Paris Saint-Germain akhirnya mengangkat trofi Liga Champions untuk pertama kalinya dalam sejarah klub.
Kemenangan telak 5-0 atas Inter Milan di final yang digelar di Allianz Arena, Sabtu (31/5/2025) malam waktu setempat atau Minggu dini hari WIB, tidak hanya menjadi catatan sejarah bagi klub, tetapi juga penebusan pribadi bagi kapten mereka, Marquinhos.
Di tengah euforia juara PSG, nama Marquinhos mencuat sebagai simbol keabadian, loyalitas, dan pembuktian.
Ia bukan hanya kapten PSG saat ini, tapi juga satu-satunya pemain yang masih bertahan sejak kekalahan tragis dari Barcelona pada 8 Maret 2017—sebuah luka lama yang tak pernah benar-benar sembuh… hingga malam itu di Munich.
Delapan tahun lalu, Marquinhos adalah bagian dari tim PSG yang menjadi bahan olok-olok dunia setelah menyerahkan keunggulan agregat 4-0 kepada Barcelona dan tersingkir dengan kekalahan 1-6 di Camp Nou.
Coba kalian Google kata “remontada” (yang berarti comeback) dan salah satu pencarian pertama yang muncul adalah hasil laga paling memalukan dalam sejarah Liga Champions tersebut.
Malam itu, Marquinhos dinilai tak sanggup mengemban tugas di lini belakang dan menerima rating 0/10 dari media Prancis, Maxifoot.
“Bek yang bagus, ya. Bek besar? Belum,” tulis salah satu editorial saat itu. Sebuah kalimat yang menempel erat dalam perjalanan kariernya.
Tanggal 10 Maret 2022 menjadi titik nadir berikutnya. Di Santiago Bernabeu, Marquinhos—kali ini sebagai kapten—melakukan blunder fatal yang berujung ke gol hattrick Karim Benzema yang menyingkirkan PSG.
PSG yang tadinya sudah memimpin 2-0 pada 45 menit pertama laga leg kedua babak 16 besar Liga Champions itu harus tumbang dengan agregat 2-3.
Banyak yang menyalahkan Marquinhos, bahkan menyebut ia secara tidak langsung “membantu” Benzema meraih Ballon d’Or.
Namun meski berkali-kali terpukul, Marquinhos tak pernah menyerah.
Saat pemain-pemain besar datang dan pergi—Zlatan Ibrahimovic, Edinson Cavani, Thiago Silva, Neymar, hingga Lionel Messi—Marquinhos tetap berdiri di tengah badai, nyaris tak pernah meninggikan suara, tapi juga tak pernah lari dari tanggung jawab.

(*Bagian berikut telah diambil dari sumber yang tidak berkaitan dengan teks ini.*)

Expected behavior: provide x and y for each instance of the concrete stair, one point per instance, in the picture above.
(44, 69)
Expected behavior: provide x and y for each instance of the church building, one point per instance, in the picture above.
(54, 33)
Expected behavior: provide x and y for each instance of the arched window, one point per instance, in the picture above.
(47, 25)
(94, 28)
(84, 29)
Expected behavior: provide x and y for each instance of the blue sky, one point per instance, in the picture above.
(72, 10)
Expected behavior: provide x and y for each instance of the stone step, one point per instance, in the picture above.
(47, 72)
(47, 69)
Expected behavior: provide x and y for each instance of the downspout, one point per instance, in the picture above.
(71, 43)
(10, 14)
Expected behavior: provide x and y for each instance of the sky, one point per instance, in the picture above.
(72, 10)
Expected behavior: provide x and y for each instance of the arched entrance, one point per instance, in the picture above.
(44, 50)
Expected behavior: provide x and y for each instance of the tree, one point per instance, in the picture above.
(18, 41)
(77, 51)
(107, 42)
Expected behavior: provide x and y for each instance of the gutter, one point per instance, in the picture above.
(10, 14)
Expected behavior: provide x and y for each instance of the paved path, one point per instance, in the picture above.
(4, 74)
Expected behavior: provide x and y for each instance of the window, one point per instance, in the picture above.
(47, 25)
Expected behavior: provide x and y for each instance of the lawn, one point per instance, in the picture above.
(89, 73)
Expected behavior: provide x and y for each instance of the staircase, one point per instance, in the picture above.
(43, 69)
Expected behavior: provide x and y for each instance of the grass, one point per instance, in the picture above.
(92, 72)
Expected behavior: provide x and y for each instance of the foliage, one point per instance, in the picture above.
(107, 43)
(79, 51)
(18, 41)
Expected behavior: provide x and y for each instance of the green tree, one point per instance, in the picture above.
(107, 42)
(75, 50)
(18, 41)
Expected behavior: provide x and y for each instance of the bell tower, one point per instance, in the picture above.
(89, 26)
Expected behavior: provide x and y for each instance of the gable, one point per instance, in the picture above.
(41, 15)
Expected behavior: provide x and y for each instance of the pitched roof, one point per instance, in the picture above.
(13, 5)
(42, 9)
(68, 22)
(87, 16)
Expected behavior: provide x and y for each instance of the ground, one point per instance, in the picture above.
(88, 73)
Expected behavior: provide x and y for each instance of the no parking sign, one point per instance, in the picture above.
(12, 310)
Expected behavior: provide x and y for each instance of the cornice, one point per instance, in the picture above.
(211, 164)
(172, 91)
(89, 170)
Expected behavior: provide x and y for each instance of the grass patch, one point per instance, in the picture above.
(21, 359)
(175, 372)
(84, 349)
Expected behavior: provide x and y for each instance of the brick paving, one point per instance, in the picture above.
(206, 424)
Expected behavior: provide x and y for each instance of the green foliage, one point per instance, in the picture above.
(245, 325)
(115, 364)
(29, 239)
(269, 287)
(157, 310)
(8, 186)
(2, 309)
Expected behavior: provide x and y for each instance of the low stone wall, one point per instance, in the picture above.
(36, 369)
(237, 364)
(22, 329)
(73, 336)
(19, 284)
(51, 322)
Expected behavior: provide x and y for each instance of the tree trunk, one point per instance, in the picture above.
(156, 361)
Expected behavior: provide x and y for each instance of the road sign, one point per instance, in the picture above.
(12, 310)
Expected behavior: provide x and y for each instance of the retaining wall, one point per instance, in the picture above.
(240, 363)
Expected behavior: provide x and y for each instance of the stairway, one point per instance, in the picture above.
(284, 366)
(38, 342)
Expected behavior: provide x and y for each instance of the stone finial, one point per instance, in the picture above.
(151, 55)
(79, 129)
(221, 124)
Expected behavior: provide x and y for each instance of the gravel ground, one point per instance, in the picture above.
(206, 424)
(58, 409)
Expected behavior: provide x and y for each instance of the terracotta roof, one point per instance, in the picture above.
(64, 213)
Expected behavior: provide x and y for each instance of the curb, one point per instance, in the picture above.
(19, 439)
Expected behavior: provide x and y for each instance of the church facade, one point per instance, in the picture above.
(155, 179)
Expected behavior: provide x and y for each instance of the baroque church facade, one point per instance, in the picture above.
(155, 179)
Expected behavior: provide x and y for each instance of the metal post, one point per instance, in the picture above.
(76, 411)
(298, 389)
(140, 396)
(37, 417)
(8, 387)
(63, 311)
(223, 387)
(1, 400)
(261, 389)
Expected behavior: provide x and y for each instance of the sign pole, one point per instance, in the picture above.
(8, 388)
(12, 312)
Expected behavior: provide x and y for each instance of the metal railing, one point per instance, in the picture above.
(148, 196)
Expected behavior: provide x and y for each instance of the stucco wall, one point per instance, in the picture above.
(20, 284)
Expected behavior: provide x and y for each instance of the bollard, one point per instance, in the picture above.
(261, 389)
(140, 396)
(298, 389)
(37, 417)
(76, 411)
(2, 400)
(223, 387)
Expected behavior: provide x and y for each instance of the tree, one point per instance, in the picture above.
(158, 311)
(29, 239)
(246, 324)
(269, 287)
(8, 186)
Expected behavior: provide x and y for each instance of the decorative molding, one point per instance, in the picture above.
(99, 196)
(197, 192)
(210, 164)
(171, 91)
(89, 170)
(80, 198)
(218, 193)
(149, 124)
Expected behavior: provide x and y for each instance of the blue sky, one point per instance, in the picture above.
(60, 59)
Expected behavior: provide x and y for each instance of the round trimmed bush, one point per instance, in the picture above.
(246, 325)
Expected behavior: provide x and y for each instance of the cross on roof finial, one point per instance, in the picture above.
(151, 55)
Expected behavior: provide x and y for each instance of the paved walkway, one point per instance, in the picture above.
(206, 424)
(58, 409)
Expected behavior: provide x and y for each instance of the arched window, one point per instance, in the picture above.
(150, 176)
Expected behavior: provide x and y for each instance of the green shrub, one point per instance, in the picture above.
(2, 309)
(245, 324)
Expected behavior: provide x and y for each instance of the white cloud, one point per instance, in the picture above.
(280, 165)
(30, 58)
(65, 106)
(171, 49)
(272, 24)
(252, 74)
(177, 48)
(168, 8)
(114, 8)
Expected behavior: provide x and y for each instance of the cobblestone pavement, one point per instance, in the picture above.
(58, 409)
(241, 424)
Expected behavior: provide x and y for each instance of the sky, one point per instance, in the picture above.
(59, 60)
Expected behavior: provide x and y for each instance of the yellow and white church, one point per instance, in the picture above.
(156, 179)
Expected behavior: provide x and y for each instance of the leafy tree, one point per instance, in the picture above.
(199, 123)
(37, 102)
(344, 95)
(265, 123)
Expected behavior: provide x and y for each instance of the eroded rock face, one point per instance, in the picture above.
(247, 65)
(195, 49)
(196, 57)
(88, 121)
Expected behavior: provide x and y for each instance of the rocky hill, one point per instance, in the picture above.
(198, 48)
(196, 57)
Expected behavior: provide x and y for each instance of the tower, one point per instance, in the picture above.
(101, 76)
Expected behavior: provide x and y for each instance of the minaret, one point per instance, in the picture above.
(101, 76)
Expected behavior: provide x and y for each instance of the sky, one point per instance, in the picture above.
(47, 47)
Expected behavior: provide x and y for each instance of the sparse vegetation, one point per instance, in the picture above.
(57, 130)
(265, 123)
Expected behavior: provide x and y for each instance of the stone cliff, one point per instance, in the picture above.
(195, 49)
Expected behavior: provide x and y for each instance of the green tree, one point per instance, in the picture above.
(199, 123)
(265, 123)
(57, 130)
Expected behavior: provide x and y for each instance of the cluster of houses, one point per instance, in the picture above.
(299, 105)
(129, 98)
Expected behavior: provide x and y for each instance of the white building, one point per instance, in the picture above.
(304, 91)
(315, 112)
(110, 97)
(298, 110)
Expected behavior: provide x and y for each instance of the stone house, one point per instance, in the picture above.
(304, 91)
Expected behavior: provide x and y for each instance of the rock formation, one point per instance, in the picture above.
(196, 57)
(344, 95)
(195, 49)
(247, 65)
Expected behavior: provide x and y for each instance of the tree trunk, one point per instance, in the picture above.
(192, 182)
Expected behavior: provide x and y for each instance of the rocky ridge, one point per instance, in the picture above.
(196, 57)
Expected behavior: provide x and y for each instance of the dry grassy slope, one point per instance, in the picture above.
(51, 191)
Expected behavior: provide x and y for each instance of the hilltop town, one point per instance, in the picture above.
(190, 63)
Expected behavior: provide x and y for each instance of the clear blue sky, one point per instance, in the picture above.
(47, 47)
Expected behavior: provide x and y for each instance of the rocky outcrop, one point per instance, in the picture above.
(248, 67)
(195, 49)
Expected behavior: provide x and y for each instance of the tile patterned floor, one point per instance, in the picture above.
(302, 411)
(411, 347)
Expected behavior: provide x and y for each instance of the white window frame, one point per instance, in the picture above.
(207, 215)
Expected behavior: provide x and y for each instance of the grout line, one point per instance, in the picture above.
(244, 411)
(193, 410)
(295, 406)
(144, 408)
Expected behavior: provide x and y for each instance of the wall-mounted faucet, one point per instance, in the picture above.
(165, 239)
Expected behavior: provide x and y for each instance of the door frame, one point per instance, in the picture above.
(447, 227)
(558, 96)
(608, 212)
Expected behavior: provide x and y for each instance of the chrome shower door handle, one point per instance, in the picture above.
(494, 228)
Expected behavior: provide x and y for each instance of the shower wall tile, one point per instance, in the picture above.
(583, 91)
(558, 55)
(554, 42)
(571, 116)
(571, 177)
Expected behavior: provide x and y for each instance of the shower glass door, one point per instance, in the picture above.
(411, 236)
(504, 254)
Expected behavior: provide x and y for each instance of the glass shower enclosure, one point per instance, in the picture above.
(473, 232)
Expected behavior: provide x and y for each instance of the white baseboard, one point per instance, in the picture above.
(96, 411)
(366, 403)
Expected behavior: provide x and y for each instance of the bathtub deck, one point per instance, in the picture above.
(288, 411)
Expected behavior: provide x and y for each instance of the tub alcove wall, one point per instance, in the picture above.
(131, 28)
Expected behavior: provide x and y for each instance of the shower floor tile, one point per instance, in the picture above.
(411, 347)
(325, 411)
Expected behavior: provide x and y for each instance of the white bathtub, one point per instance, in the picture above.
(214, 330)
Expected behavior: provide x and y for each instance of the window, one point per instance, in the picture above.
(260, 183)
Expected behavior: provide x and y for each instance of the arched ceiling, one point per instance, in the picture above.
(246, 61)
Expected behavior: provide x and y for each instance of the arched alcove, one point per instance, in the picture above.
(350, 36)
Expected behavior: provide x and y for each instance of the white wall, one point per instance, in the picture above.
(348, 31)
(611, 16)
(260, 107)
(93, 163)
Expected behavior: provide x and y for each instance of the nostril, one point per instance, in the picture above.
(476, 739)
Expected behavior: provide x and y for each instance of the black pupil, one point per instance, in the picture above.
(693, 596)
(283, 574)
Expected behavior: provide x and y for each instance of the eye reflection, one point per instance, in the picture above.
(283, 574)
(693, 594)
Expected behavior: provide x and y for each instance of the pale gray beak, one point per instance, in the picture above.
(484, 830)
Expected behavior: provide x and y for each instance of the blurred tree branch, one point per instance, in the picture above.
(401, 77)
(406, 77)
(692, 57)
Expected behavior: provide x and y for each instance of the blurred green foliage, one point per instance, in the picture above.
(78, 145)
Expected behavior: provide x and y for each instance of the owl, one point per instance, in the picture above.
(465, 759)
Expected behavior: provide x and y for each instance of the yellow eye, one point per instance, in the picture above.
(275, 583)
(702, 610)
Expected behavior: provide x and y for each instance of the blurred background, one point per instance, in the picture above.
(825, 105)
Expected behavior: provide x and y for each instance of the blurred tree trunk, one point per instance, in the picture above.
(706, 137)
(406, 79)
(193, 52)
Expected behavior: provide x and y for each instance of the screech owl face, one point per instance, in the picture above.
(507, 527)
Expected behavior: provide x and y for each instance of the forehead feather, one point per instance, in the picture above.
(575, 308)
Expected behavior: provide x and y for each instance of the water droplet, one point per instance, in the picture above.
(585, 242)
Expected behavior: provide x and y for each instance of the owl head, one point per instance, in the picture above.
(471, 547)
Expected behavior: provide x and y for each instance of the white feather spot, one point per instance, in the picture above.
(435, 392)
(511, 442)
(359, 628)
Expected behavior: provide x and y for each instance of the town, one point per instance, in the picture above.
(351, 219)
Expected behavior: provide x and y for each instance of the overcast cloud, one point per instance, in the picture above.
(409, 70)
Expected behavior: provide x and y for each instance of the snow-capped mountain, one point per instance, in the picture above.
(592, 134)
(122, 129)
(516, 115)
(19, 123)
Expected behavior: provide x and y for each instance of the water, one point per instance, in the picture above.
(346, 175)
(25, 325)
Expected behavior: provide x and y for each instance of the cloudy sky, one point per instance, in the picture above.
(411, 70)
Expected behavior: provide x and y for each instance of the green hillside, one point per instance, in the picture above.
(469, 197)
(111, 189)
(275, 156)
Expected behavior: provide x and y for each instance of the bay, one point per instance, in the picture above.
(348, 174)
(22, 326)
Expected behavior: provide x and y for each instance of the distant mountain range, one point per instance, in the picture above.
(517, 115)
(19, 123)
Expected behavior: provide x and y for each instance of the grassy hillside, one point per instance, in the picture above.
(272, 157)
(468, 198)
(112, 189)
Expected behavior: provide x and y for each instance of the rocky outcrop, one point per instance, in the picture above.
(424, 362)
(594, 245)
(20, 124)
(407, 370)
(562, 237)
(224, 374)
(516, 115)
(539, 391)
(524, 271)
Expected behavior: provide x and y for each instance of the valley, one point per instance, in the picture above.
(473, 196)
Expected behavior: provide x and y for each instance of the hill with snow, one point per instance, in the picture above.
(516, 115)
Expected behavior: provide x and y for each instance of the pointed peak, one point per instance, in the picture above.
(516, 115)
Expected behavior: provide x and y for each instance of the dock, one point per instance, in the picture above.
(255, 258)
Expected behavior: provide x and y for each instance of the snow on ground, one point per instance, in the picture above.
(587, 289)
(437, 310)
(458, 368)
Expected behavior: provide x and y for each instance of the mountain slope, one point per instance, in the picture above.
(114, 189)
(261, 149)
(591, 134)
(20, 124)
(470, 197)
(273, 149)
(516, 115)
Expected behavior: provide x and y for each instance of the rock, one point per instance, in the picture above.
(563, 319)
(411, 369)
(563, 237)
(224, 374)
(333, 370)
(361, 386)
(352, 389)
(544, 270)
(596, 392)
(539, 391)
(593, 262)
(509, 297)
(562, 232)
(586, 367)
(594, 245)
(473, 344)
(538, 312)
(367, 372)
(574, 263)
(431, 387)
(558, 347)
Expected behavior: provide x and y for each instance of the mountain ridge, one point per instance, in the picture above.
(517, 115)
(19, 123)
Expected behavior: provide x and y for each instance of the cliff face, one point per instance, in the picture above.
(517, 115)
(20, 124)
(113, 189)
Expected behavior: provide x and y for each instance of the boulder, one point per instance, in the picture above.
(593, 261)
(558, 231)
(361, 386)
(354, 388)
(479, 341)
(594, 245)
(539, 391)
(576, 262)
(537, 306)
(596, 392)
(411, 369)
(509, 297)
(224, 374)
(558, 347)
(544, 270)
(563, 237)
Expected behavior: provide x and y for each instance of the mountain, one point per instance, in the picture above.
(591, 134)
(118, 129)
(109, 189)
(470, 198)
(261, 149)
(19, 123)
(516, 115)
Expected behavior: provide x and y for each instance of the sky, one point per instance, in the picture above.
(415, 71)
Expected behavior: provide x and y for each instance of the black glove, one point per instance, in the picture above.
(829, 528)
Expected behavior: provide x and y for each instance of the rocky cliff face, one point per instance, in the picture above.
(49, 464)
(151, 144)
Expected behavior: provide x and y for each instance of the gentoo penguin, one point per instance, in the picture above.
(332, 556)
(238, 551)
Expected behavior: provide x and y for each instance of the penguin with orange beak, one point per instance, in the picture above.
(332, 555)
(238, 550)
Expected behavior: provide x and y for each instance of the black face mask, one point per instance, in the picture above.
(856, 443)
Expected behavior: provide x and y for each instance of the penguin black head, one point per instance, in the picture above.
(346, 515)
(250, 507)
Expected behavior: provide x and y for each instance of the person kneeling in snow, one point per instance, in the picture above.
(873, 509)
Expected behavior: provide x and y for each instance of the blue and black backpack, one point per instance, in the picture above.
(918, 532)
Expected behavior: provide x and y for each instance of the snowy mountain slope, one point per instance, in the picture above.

Kini, di usia 30 tahun, Marquinhos mencapai klimaks kariernya. Ia mengangkat trofi Liga Champions dengan tangan gemetar dan mata berkaca-kaca. Sebuah momen yang bukan sekadar perayaan, tapi pemakaman untuk segala kegagalan masa lalu.
“Saya telah melalui begitu banyak hal di sini, banyak kekalahan, banyak kritik juga. Tapi saya tidak pernah menyerah, saya tetap setia pada klub ini,” ucap Marquinhos usai laga, penuh emosi.
Tak ada pemain dalam sejarah PSG yang mewakili penderitaan dan ketekunan seperti dirinya. Ia tidak selalu yang paling berbakat, tidak pernah paling vokal, tetapi ia selalu ada.
Ia adalah benang merah dari masa-masa kelam ke masa kejayaan, dari Camp Nou ke Allianz Arena.
Dengan trofi ini, Marquinhos melengkapi koleksi gelarnya bersama PSG: 10 gelar Ligue 1, 8 Piala Perancis, 6 Piala Liga Perancis, 9 Piala Super Perancis, dan kini, Liga Champions.
“Ini campuran antara kebahagiaan dan emosi. Saya menderita bersama tim ini, saya tumbuh di sini. Saya memikirkan para pemain yang datang dan pergi tanpa sempat meraih ini: Lucas, Thiago Silva, Zlatan, Cavani…” ujarnya dengan suara bergetar.